Mi sono avvicinato e gli ho chiesto le chiavi e lui me le ha date. Deve aver visto anche lui le sedie a rotelle che, abbandonate, cigolavano ancora nelle nostre teste. Deve aver visto che ci eravamo alzati, contro ogni probabilità, sfidando le leggi naturali. Ci eravamo alzati e quell'uomo ci ha dato le chiavi per ringraziarci di quello a cui stava assistendo. Perché noi saremmo saliti a bordo e avremmo fatto ciò che anche lui aveva sempre desiderato. Saremmo partiti adagio, senza sgommare, senza pestare sull'acceleratore. Avrebbe chiamato le forze dell'ordine, ma non prima di sorriderci, di incoraggiarci, Fatelo anche per me, ragazzi. Puoi contarci, amico, ti dedichiamo la polvere che nuvoleggia nello specchietto retrovisore, quando tagliamo per il cantiere abbandonato per evitare lo svincolo con la 119. Non ho mai sopportato quello svincolo - Ti dovevi attaccare alla maniglia di sicurezza per la violenza della svolta, ti ricordi?
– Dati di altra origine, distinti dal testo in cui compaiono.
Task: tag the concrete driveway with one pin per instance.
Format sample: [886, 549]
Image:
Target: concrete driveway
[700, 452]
Prendevo il cordolo del marciapiede e saltavamo sui sedili, il cancello che più di una volta grattava la carrozzeria con verso da uccello rapace. Ti sentivo ridere, non potevi farne a meno. Strizzavo gli occhi incattivito e ti ringhiavo Cosa ridi? E più forte ripetevo Cosa ridi, cosa riiiidiiii? - con tutti quei nodi le precedenze gli innesti laterali, uno svincolo tentacolare.
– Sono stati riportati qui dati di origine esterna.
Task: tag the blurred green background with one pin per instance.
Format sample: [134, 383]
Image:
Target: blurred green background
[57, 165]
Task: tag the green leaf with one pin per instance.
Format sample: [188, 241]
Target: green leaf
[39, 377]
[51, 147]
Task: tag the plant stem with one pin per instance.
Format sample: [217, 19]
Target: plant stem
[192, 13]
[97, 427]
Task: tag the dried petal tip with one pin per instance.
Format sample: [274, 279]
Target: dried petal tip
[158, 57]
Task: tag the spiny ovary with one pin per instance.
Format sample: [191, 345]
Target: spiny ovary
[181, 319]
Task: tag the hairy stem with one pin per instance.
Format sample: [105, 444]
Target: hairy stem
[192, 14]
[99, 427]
Abbiamo puntato verso il sole, solo per il gusto di abbassare i deflettori, di mandare fastidiosi lampi dal parabrezza contro quelli che ci venivano incontro. Non ero più io, non era più lui. C'era solo il vento dai finestrini abbassati, la radio a tutto volume, il sole proprio lì davanti con le sue esplosioni nucleari troppo distanti per poterci impressionare. Tutto era troppo lontano, tutto, tranne lui per me e io per lui, tornati a correre dopo un periodo di contenzione forzata. Facevo avanti e indietro col busto e lui batteva sul cruscotto con le mani aperte, per segnare il ritmo - L'hai fatto anche quella volta, quell'unica volta, ti ricordi? Cantavamo addirittura, quella volta. La tua voce da bambino e la mia resa grottesca da tabacco scadente. Cos'è successo poi? Perché abbiamo smesso, tu lo sai? Era per sempre o niente lo è? - e siamo passati davanti alla clinica, al macello, alla chiesa sconsacrata nella zona dei magazzini distrutti dall'incendio.
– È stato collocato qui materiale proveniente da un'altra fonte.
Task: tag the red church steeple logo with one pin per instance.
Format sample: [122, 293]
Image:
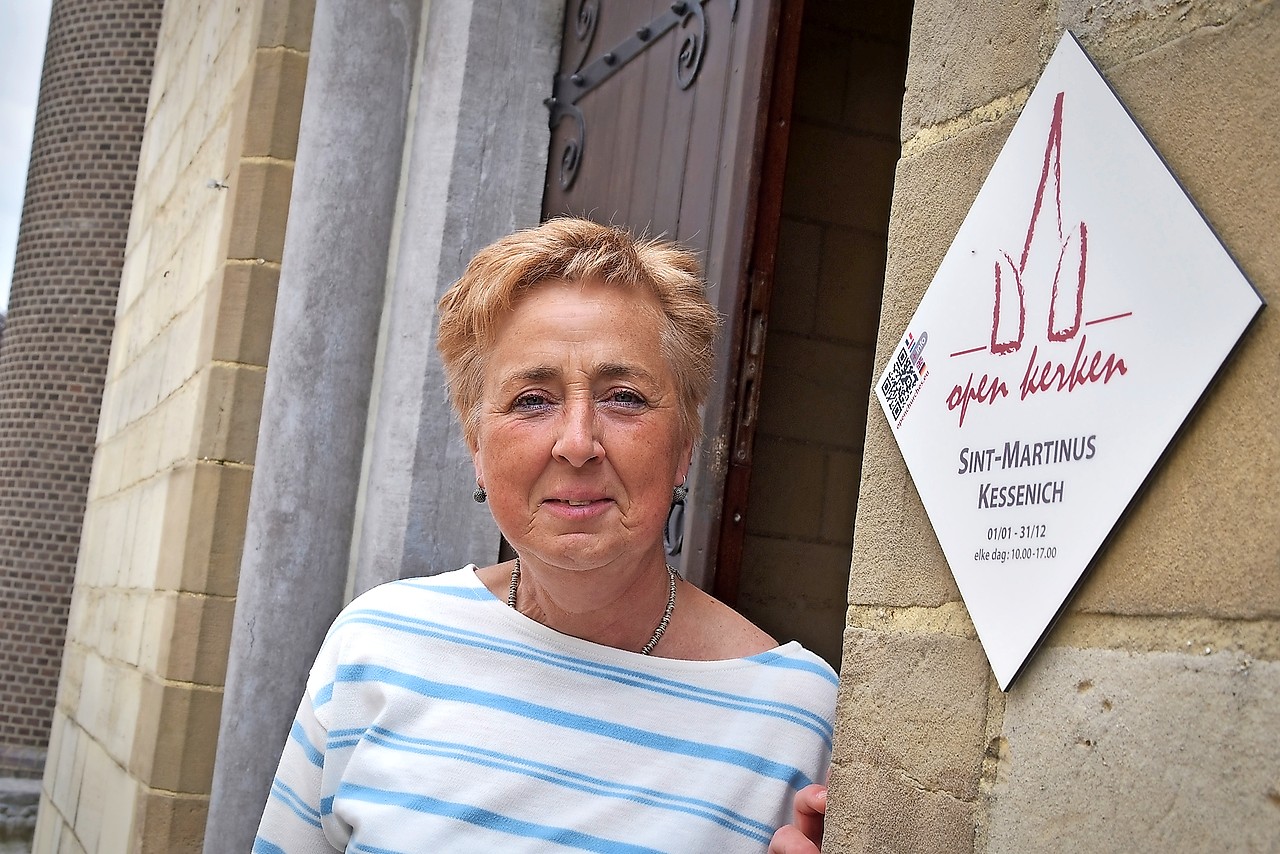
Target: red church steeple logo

Non ci ha fermato nessuno, eravamo come invisibili. Quando siamo usciti dalla città continuavamo a guardarci intorno, a riempirci di verde e di blu. Mi sono fermato a una deserta piazzola attrezzata, i tavoli da picnic sbiancati di salsedine, i giochi per bambini inutilizzati e afflitti. Cercavo qualcosa da dire, mi veniva in mente solo sangue e muco sputato in un bicchiere di plastica, da svuotare nel lavandino trattenendo i conati. Persone che improvvisamente perdono l'equilibrio e cadono, occhiali scuri che si rompono, il tonfo che fa la corrente elettrica quando salta. Wooomp! L'ho guardato e alla fine ho detto qualcosa - Lo sai come mi capita, vero? Dicevo una cosa che non c'entrava niente fra grandi parentesi di silenzio. Quando succedeva tu scuotevi la testa e mi davi una risposta adeguata, mi tiravi fuori dal pozzo come se fosse una cosa semplicissima, che chiunque al tuo posto avrebbe saputo fare – è stata l'unica volta che ha risposto a bassa voce, Forse hai ragione, non si è nemmeno voltato a guardarmi, concentrato su qualcosa laggiù nel mare, qualcosa di piccolo e appuntito.